Examples of citations for software using the suggested guidelines: Voevodsky, Vladimir and Ahrens, Benedikt and Grayson, Daniel and others. UniMath — a computer-checked library of univalent mathematics. [accessed 2018-04-27] Eigen Project. (2017). Eigen [software] version 3.3.4 Available from [accessed 2018-04-27]

For developers of a piece of software, there are several things that can be done to make it easier for others to cite the software. At a minimum, the code should be published using a clear version number and license. If the code is in GitHub, the developer can make it easily citable using Github’s integration with Zenodo [8]. Alternatively, the developer can manually deposit it in a digital repository such as Zenodo or Figshare – supplying metadata including the authors, title and version – and being provided with a Digital Object Identifier (DOI) and often a recommended citation that adheres to the Software Citation Principles. This information can be used to insert the citation that others should use into the software documentation, preferably as a CITATION file.

Example of a citation generated by Zenodo that implements the principles: Vince Knight, & Ria Baldevia. (2018, January 31). drvinceknight/Nashpy: v0.0.13 (Version v0.0.13). Zenodo.

Of course, the fact that swMath [21] exists means that citation should be integrated with it, providing suggested citations for software in it, and using it to track and understand citations of math software.

4 Challenges

In May 2017, the FORCE11 Software Citation Working Group ended, and a new Software Citation Implementation Working Group444 started. This group has the goal of moving the software citation principles to implementation. Those interested in following the new group can join it.

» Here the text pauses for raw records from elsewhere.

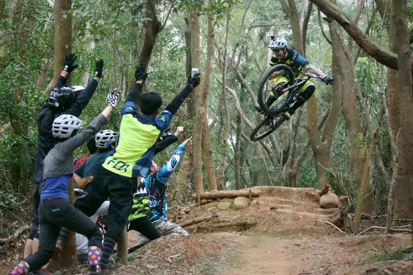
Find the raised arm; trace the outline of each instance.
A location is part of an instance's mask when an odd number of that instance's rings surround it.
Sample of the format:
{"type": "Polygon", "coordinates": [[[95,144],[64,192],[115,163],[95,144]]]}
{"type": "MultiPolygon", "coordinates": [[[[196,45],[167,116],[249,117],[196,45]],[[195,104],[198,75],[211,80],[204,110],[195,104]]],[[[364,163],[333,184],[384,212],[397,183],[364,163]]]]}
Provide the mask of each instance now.
{"type": "Polygon", "coordinates": [[[71,53],[66,55],[65,58],[64,67],[62,72],[57,78],[57,81],[55,84],[54,88],[60,88],[63,87],[66,84],[66,82],[67,81],[67,75],[72,72],[73,70],[79,67],[78,65],[75,65],[75,61],[77,56],[75,53],[71,53]]]}
{"type": "Polygon", "coordinates": [[[192,137],[185,140],[182,144],[180,144],[176,150],[173,152],[172,156],[169,159],[169,160],[167,161],[162,167],[156,172],[155,177],[158,180],[163,184],[166,183],[169,176],[172,174],[173,171],[179,165],[179,162],[182,159],[182,156],[185,152],[185,147],[191,144],[191,138],[192,137]]]}
{"type": "Polygon", "coordinates": [[[167,147],[178,140],[178,137],[184,133],[184,127],[179,126],[173,135],[165,137],[160,141],[156,142],[156,149],[155,150],[155,155],[162,152],[167,147]]]}
{"type": "Polygon", "coordinates": [[[86,107],[97,87],[99,80],[102,77],[103,70],[103,60],[100,59],[96,63],[94,77],[91,81],[86,88],[80,93],[75,103],[65,112],[65,114],[75,117],[80,115],[82,111],[86,107]]]}
{"type": "Polygon", "coordinates": [[[103,125],[107,122],[108,117],[116,105],[118,96],[119,95],[116,89],[108,94],[107,97],[108,105],[105,109],[94,120],[88,127],[83,130],[82,133],[59,143],[61,151],[63,153],[72,154],[77,148],[81,146],[83,143],[87,141],[91,137],[97,133],[102,128],[103,125]]]}
{"type": "Polygon", "coordinates": [[[200,74],[199,73],[196,74],[193,77],[189,79],[188,81],[188,85],[184,88],[184,89],[180,93],[176,95],[176,96],[172,100],[170,103],[166,106],[165,110],[169,112],[173,116],[179,109],[185,99],[191,93],[191,92],[199,85],[200,80],[200,74]]]}
{"type": "MultiPolygon", "coordinates": [[[[136,69],[135,70],[135,80],[136,82],[132,87],[132,90],[128,97],[126,98],[126,103],[133,102],[136,104],[137,102],[138,98],[139,97],[139,92],[142,89],[142,85],[146,78],[148,77],[148,74],[145,73],[144,71],[143,68],[139,66],[136,66],[136,69]]],[[[126,104],[125,104],[126,105],[126,104]]]]}

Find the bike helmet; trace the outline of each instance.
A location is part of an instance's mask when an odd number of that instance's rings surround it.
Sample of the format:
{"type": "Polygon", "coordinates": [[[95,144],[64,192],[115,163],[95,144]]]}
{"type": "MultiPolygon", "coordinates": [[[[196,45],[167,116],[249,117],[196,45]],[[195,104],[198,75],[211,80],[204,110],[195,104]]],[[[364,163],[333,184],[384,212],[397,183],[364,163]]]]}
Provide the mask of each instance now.
{"type": "Polygon", "coordinates": [[[268,46],[268,48],[273,51],[283,49],[284,47],[288,48],[288,43],[283,37],[278,37],[276,39],[271,39],[268,46]]]}
{"type": "Polygon", "coordinates": [[[64,109],[65,105],[71,105],[79,94],[85,89],[81,86],[64,86],[52,90],[46,100],[46,104],[64,109]]]}
{"type": "Polygon", "coordinates": [[[61,115],[53,120],[52,132],[53,137],[57,138],[68,138],[75,131],[80,128],[83,122],[72,115],[61,115]]]}
{"type": "Polygon", "coordinates": [[[104,130],[96,135],[94,142],[96,148],[100,149],[106,149],[111,146],[111,144],[117,141],[119,133],[113,132],[112,130],[104,130]]]}
{"type": "Polygon", "coordinates": [[[156,142],[159,142],[160,141],[162,141],[169,136],[171,135],[172,133],[170,132],[170,129],[169,128],[167,129],[161,133],[159,137],[158,137],[158,140],[156,140],[156,142]]]}

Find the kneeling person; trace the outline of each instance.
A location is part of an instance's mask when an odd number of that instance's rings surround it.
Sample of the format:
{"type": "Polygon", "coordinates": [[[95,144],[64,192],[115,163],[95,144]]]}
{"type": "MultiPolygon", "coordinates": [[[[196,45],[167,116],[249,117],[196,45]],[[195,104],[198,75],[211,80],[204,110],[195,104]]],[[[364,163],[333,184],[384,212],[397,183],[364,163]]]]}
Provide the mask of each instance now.
{"type": "MultiPolygon", "coordinates": [[[[191,138],[192,137],[189,138],[179,145],[173,152],[171,158],[160,169],[158,169],[158,166],[152,161],[150,174],[144,180],[145,188],[149,194],[149,205],[150,209],[149,220],[162,236],[171,233],[184,237],[189,236],[188,232],[182,227],[168,220],[166,215],[167,206],[165,189],[168,178],[179,164],[179,162],[185,152],[185,147],[190,144],[191,138]]],[[[131,210],[133,209],[132,206],[131,210]]],[[[130,222],[128,231],[136,230],[133,220],[130,222]]],[[[139,233],[137,245],[130,248],[128,252],[133,252],[142,244],[150,241],[148,238],[139,233]]]]}

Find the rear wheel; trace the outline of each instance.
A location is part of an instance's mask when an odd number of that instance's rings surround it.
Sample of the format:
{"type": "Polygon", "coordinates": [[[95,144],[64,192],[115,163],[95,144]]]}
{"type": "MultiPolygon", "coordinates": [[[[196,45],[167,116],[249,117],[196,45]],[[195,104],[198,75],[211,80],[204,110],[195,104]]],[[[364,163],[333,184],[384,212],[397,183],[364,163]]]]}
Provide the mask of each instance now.
{"type": "Polygon", "coordinates": [[[268,98],[271,89],[270,87],[271,86],[268,83],[268,78],[274,72],[281,70],[284,70],[285,72],[282,76],[287,78],[287,84],[286,85],[283,83],[280,83],[277,85],[276,86],[273,87],[272,88],[277,88],[282,86],[285,87],[292,85],[294,82],[294,75],[293,73],[293,71],[289,67],[284,64],[278,64],[269,68],[263,75],[261,80],[260,81],[258,91],[257,93],[258,104],[260,105],[261,110],[269,115],[277,115],[283,113],[285,107],[288,104],[292,92],[292,89],[290,89],[287,91],[283,93],[272,104],[272,106],[274,106],[273,107],[269,107],[265,104],[265,101],[268,98]]]}
{"type": "Polygon", "coordinates": [[[285,119],[282,116],[275,117],[266,116],[252,130],[250,139],[252,141],[261,140],[278,129],[284,121],[285,119]]]}

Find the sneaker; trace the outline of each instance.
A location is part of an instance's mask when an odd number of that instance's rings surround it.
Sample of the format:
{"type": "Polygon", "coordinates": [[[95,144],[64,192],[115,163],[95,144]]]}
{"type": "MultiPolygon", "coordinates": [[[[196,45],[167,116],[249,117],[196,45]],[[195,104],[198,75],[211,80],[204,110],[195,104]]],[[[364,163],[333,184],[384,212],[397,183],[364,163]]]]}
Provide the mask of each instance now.
{"type": "Polygon", "coordinates": [[[106,268],[101,268],[99,271],[89,271],[89,275],[105,275],[109,274],[112,270],[117,269],[122,266],[121,264],[110,261],[106,265],[106,268]]]}
{"type": "Polygon", "coordinates": [[[282,114],[282,116],[286,120],[289,120],[290,119],[293,115],[294,114],[294,110],[291,109],[287,110],[285,113],[282,114]]]}

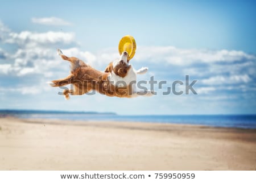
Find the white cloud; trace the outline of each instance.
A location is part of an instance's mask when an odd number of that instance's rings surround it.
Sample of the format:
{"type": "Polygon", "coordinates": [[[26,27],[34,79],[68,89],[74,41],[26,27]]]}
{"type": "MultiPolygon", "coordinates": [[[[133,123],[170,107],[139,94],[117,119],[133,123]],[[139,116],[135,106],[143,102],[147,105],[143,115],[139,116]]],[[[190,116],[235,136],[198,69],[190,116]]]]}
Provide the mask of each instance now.
{"type": "Polygon", "coordinates": [[[70,26],[71,23],[56,17],[32,18],[32,22],[34,23],[49,26],[70,26]]]}
{"type": "Polygon", "coordinates": [[[3,73],[7,75],[11,69],[11,64],[0,64],[0,74],[3,73]]]}
{"type": "Polygon", "coordinates": [[[240,83],[247,83],[251,78],[247,75],[232,75],[230,76],[217,76],[211,77],[207,79],[201,80],[204,84],[206,85],[225,85],[225,84],[237,84],[240,83]]]}
{"type": "Polygon", "coordinates": [[[5,42],[23,47],[49,46],[58,43],[68,44],[75,42],[75,35],[62,32],[37,33],[25,31],[20,33],[10,33],[5,42]]]}
{"type": "Polygon", "coordinates": [[[200,87],[196,88],[196,92],[199,94],[208,94],[210,92],[216,90],[216,88],[212,86],[209,87],[200,87]]]}
{"type": "Polygon", "coordinates": [[[171,46],[138,47],[137,49],[134,56],[137,60],[164,62],[181,66],[256,59],[255,56],[241,51],[181,49],[171,46]]]}

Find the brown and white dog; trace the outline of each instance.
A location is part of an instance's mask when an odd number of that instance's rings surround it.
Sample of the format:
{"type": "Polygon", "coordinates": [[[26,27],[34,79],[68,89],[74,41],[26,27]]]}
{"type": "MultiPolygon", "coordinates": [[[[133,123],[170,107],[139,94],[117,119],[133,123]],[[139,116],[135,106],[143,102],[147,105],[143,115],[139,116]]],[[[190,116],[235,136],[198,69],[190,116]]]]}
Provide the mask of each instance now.
{"type": "Polygon", "coordinates": [[[77,57],[65,56],[60,49],[57,49],[57,53],[63,59],[71,63],[71,73],[66,78],[48,83],[52,86],[73,84],[73,89],[63,92],[67,100],[69,98],[69,94],[82,95],[92,90],[108,96],[127,98],[153,94],[146,90],[137,91],[137,75],[146,73],[148,68],[142,68],[136,71],[129,64],[126,52],[123,52],[118,60],[110,63],[105,72],[94,69],[77,57]]]}

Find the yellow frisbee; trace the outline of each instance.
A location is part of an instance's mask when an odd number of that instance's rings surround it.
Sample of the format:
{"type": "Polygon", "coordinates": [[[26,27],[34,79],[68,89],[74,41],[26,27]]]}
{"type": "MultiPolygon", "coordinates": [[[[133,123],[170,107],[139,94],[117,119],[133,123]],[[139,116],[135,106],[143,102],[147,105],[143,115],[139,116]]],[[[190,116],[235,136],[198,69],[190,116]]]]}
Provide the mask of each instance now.
{"type": "Polygon", "coordinates": [[[119,53],[120,55],[123,51],[128,53],[127,60],[130,60],[133,57],[136,51],[136,42],[134,38],[131,35],[126,35],[119,42],[119,53]]]}

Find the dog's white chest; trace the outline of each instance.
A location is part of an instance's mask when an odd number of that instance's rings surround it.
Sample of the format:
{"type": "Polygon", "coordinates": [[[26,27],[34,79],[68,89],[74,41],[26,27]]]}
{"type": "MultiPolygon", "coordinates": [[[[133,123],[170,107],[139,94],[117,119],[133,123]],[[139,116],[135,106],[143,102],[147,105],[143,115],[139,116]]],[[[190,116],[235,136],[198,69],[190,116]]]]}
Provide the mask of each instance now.
{"type": "Polygon", "coordinates": [[[119,77],[112,72],[109,80],[112,84],[114,84],[115,86],[118,87],[128,86],[130,84],[134,84],[136,85],[136,71],[133,67],[131,68],[131,69],[128,71],[126,76],[123,78],[119,77]]]}

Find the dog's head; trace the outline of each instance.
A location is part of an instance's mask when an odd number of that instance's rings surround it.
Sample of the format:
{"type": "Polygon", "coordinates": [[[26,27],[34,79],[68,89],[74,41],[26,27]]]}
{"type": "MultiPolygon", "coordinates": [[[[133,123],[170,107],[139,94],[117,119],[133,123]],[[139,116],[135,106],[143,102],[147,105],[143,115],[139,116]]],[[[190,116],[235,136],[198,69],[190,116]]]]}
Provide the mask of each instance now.
{"type": "Polygon", "coordinates": [[[131,68],[131,66],[128,64],[127,60],[128,53],[124,51],[118,60],[110,63],[106,68],[105,72],[112,72],[121,77],[124,77],[128,73],[128,71],[131,68]]]}

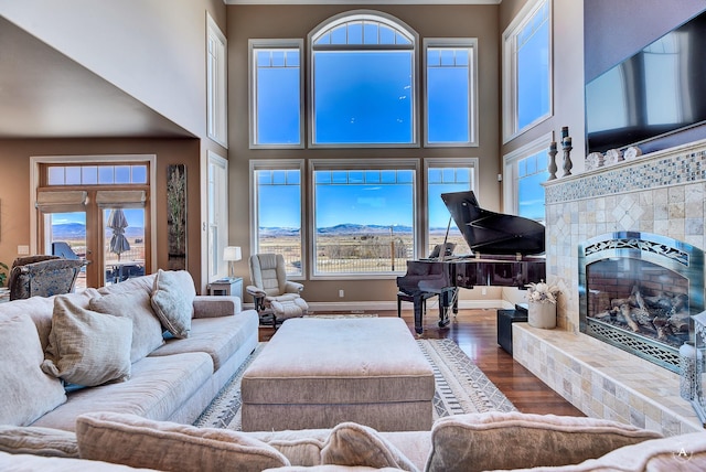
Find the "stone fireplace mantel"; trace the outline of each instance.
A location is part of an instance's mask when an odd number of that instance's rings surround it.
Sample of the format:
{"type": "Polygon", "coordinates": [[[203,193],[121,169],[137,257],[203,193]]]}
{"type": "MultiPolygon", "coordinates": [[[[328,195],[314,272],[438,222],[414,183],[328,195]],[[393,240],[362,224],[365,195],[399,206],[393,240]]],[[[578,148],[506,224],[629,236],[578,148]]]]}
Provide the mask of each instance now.
{"type": "Polygon", "coordinates": [[[678,375],[579,332],[578,248],[614,232],[706,248],[706,140],[559,178],[545,190],[547,281],[561,288],[557,329],[513,323],[515,358],[588,416],[667,436],[700,430],[678,375]]]}

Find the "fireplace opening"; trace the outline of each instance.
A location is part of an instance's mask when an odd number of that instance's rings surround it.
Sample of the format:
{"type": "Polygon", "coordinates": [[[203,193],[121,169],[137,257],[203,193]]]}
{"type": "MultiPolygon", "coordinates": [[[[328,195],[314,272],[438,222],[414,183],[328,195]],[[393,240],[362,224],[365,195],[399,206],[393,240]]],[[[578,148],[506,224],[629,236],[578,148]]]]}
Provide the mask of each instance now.
{"type": "Polygon", "coordinates": [[[579,247],[581,332],[673,372],[703,288],[704,253],[676,239],[612,233],[579,247]]]}

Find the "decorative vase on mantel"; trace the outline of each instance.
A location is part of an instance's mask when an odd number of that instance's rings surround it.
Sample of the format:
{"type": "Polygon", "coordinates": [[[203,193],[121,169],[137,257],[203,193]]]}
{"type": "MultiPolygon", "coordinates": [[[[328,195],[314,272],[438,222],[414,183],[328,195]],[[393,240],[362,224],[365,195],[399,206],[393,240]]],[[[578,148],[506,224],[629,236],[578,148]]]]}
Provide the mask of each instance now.
{"type": "Polygon", "coordinates": [[[556,302],[559,288],[544,281],[527,286],[527,323],[533,328],[556,328],[556,302]]]}
{"type": "Polygon", "coordinates": [[[556,328],[556,303],[527,303],[527,323],[533,328],[553,330],[556,328]]]}

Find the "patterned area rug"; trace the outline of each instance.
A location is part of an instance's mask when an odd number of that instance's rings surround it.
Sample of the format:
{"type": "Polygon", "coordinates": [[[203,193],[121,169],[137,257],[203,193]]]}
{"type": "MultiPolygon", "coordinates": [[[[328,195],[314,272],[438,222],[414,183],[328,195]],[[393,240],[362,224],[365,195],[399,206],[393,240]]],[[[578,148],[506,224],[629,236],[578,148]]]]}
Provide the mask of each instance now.
{"type": "MultiPolygon", "coordinates": [[[[435,419],[469,412],[516,411],[505,395],[453,341],[417,340],[417,343],[434,369],[437,386],[434,396],[435,419]]],[[[240,379],[266,344],[258,344],[218,396],[194,421],[194,426],[240,429],[240,379]]]]}

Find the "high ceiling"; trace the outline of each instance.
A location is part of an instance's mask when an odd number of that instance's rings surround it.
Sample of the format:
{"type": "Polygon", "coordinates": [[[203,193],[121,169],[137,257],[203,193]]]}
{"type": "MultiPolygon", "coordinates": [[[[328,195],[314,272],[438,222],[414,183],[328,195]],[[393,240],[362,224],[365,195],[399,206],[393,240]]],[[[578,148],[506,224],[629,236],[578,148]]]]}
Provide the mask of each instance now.
{"type": "Polygon", "coordinates": [[[0,18],[0,139],[190,136],[0,18]]]}

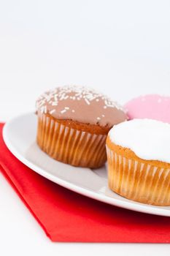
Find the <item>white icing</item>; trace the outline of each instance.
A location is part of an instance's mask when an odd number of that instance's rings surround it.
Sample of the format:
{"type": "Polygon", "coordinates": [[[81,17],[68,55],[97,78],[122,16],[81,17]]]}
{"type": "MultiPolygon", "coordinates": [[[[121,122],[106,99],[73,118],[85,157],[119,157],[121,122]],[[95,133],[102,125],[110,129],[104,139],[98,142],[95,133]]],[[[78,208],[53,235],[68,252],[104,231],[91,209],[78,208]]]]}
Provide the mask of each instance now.
{"type": "Polygon", "coordinates": [[[115,125],[109,136],[115,144],[130,148],[142,159],[170,163],[169,124],[134,119],[115,125]]]}

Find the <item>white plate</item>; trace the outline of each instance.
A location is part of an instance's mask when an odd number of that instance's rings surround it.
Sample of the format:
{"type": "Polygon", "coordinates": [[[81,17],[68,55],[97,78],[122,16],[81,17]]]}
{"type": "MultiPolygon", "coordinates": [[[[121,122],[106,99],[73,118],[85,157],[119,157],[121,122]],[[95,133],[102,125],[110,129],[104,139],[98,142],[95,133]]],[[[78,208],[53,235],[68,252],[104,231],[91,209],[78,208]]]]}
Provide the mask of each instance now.
{"type": "Polygon", "coordinates": [[[48,157],[36,143],[36,116],[25,114],[8,121],[3,130],[11,152],[31,169],[69,189],[87,197],[129,210],[170,217],[170,207],[134,202],[112,192],[107,187],[105,167],[92,170],[63,164],[48,157]]]}

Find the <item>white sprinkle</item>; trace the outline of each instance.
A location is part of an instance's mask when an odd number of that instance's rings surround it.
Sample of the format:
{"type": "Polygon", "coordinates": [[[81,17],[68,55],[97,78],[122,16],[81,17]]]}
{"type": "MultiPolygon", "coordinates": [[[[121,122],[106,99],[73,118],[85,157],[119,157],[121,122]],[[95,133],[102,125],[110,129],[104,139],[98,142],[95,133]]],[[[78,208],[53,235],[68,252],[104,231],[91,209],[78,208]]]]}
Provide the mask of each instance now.
{"type": "Polygon", "coordinates": [[[86,102],[88,105],[90,105],[90,103],[89,102],[89,101],[88,100],[88,99],[85,99],[85,102],[86,102]]]}
{"type": "Polygon", "coordinates": [[[55,109],[53,109],[51,111],[50,111],[50,114],[53,114],[55,111],[55,109]]]}

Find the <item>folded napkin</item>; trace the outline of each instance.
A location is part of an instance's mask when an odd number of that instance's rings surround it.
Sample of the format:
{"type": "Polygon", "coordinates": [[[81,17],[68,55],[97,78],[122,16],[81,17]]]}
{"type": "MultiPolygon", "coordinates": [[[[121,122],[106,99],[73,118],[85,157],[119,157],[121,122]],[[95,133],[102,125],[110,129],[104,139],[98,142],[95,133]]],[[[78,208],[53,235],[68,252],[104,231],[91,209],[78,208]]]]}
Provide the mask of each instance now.
{"type": "Polygon", "coordinates": [[[0,171],[53,241],[170,242],[169,217],[112,206],[48,181],[12,154],[2,128],[0,171]]]}

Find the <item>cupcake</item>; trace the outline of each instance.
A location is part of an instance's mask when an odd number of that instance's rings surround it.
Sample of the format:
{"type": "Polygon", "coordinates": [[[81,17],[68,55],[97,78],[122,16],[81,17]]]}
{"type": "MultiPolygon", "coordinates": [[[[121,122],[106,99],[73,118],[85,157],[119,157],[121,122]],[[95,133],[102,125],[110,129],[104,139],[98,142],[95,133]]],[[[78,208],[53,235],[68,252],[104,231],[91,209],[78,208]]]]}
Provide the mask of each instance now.
{"type": "Polygon", "coordinates": [[[140,96],[127,102],[125,109],[129,119],[150,118],[170,123],[170,97],[168,96],[140,96]]]}
{"type": "Polygon", "coordinates": [[[170,206],[170,124],[134,119],[107,139],[109,187],[128,199],[170,206]]]}
{"type": "Polygon", "coordinates": [[[58,161],[91,168],[104,164],[108,132],[126,118],[106,96],[75,86],[45,92],[36,101],[36,113],[40,148],[58,161]]]}

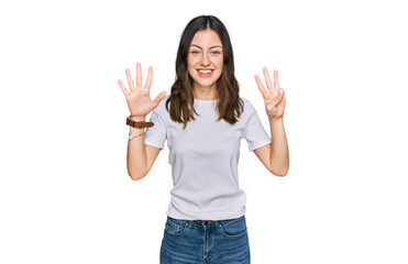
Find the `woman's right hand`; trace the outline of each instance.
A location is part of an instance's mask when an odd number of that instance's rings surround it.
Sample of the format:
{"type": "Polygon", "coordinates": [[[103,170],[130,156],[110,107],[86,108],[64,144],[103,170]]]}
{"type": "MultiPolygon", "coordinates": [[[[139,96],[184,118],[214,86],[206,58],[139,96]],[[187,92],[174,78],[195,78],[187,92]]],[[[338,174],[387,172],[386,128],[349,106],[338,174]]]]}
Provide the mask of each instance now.
{"type": "Polygon", "coordinates": [[[157,107],[157,105],[162,101],[162,99],[166,96],[167,92],[162,91],[161,94],[157,95],[157,97],[153,101],[151,100],[150,92],[153,80],[152,66],[148,67],[147,79],[144,85],[144,88],[142,87],[142,66],[140,63],[136,63],[136,87],[134,87],[134,82],[129,68],[125,69],[125,73],[130,91],[128,91],[122,80],[118,80],[118,84],[126,98],[131,116],[145,118],[151,111],[153,111],[153,109],[157,107]]]}

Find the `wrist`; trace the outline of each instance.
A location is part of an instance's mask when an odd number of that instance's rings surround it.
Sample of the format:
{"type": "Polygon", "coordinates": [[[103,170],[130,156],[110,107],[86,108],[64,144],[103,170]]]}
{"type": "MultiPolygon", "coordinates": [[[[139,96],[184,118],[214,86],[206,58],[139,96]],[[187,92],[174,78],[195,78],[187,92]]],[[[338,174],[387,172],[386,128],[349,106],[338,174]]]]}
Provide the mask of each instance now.
{"type": "Polygon", "coordinates": [[[129,118],[130,120],[136,121],[136,122],[143,122],[146,120],[145,116],[130,116],[129,118]]]}
{"type": "Polygon", "coordinates": [[[280,117],[280,118],[268,118],[269,119],[269,123],[280,123],[284,121],[284,117],[280,117]]]}

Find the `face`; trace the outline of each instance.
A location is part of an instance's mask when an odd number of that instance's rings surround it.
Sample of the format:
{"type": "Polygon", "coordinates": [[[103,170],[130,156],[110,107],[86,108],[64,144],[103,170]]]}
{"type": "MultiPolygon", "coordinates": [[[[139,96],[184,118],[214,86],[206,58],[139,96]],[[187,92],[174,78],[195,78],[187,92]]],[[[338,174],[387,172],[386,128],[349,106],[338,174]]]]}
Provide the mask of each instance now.
{"type": "Polygon", "coordinates": [[[187,56],[188,73],[194,88],[216,88],[223,67],[222,43],[210,30],[198,31],[192,37],[187,56]]]}

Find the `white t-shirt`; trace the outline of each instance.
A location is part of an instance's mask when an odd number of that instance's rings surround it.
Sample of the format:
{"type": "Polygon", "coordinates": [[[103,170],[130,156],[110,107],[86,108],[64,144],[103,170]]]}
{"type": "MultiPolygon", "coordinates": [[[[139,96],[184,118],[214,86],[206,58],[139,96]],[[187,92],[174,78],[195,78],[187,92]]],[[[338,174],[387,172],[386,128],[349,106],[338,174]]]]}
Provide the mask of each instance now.
{"type": "Polygon", "coordinates": [[[271,143],[256,110],[244,101],[239,121],[217,121],[216,100],[195,99],[196,120],[174,122],[166,96],[153,110],[154,127],[146,129],[144,143],[163,148],[167,140],[173,190],[167,216],[184,220],[225,220],[245,213],[246,195],[239,187],[238,161],[241,139],[250,151],[271,143]]]}

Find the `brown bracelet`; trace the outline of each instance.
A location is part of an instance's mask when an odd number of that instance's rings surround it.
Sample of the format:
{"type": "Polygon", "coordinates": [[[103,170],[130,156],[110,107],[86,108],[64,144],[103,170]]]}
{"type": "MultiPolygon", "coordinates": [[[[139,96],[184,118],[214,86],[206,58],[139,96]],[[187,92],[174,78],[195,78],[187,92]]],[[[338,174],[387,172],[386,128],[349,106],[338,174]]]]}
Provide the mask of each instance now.
{"type": "Polygon", "coordinates": [[[133,120],[131,120],[131,117],[132,116],[129,116],[126,118],[126,124],[130,125],[130,127],[132,127],[132,128],[144,129],[144,128],[152,128],[154,125],[153,122],[133,121],[133,120]]]}

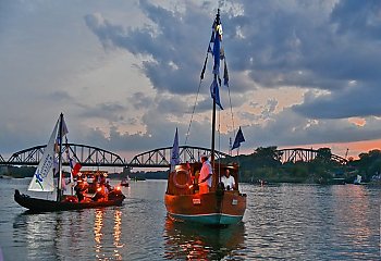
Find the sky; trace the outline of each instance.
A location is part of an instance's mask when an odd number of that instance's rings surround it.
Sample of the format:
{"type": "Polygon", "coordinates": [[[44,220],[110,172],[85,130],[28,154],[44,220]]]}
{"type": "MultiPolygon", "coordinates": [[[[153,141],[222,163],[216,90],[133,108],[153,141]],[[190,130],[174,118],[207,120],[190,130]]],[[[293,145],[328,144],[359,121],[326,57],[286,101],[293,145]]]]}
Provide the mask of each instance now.
{"type": "Polygon", "coordinates": [[[47,144],[61,112],[70,142],[127,161],[176,127],[180,145],[209,148],[211,63],[200,72],[218,9],[218,150],[239,126],[241,153],[380,148],[381,1],[2,0],[0,154],[47,144]]]}

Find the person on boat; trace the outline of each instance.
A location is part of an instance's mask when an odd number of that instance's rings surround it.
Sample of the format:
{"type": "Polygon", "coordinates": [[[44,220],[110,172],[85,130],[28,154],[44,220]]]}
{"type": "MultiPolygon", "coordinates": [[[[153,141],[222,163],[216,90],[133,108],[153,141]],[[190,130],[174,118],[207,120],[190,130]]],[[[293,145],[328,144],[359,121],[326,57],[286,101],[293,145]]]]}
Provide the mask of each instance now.
{"type": "Polygon", "coordinates": [[[235,189],[235,179],[230,175],[229,169],[226,169],[225,174],[221,177],[221,182],[223,183],[225,190],[235,189]]]}
{"type": "Polygon", "coordinates": [[[112,190],[112,187],[111,187],[109,181],[106,182],[106,188],[107,188],[108,191],[111,191],[111,190],[112,190]]]}
{"type": "Polygon", "coordinates": [[[211,164],[208,160],[208,157],[206,154],[201,156],[201,162],[202,162],[202,166],[200,170],[198,186],[199,186],[199,192],[206,194],[206,192],[209,192],[210,190],[213,172],[212,172],[211,164]]]}
{"type": "Polygon", "coordinates": [[[78,198],[78,202],[83,201],[85,199],[84,195],[85,195],[85,192],[87,190],[87,186],[84,183],[84,181],[78,179],[77,184],[74,187],[74,190],[75,190],[76,197],[78,198]]]}

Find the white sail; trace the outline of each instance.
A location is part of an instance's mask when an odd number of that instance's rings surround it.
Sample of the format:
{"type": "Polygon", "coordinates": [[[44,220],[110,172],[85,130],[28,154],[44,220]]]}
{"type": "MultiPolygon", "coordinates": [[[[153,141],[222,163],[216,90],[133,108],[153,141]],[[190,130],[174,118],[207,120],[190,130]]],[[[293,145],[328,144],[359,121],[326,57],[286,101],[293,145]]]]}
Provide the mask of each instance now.
{"type": "Polygon", "coordinates": [[[49,142],[45,148],[44,156],[39,162],[36,172],[32,178],[28,190],[32,191],[53,191],[53,165],[54,165],[54,142],[57,138],[57,128],[59,126],[57,121],[54,129],[50,136],[49,142]]]}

Many challenges remain, including:

  • Encouraging citation of software by authors. Data citation is still not commonplace in many disciplines, let alone software citation. Author guidance for software citation is varied in the mathematical sciences. Both the Journal of Mathematical and Computer Simulation [22] and Journal of Statistical Software [13] provide guidance that follows the Software Citation Principles, but others - including the International Congress on Mathematical Software - do not. This will require the community to work with journals, conferences, and publishers to implement the Software Citation Principles in a way that they can be adopted by researchers in the area, similar to efforts in astronomy [2]. Tools such as CiteAs [1] may also help.

  • Promoting the idea of software citation to developers. The benefits of making software more easily citable are not always obvious. The time taken to submit metadata can be reduced by the use of formats such as CodeMeta [12] and Citation File Format [7], particularly as they are adopted by repositories [3] and citation tools.

  • Citing unpublished software. When authors do not publish their software, there is no archival link a citer can point to. The in-progress work to build a software archive for all source code by Software Heritage [6] may solve this problem.

  • Ensuring quality of information. Even when information is provided, it may be discarded in the publication process. Collaboration with publishers, funders, and the identifier and citation infrastructure will be required to ensure that systems collect and retain required metadata, making it easier to discover and reuse software.

  • Giving credit for software through citation. Ultimately, software citation will become widely practiced when the rest of the scholarly infrastructure, particularly indexing sites, includes software, and research communities recognize the value of software as a research output, thus providing an incentive for developers and authors to publish and reuse research software.

5 Conclusions

Although software citation is currently not standardized nor widely practiced, the publication of the Software Citation Principles has acted as a foundation on which to build community guidelines and improved tooling and infrastructure to support citation. The FORCE11 Software Citation Implementation Working Group is taking forward work to address the challenges standing in the way of software citation, and looks to the mathematical sciences community to work towards implementing the principles in the future.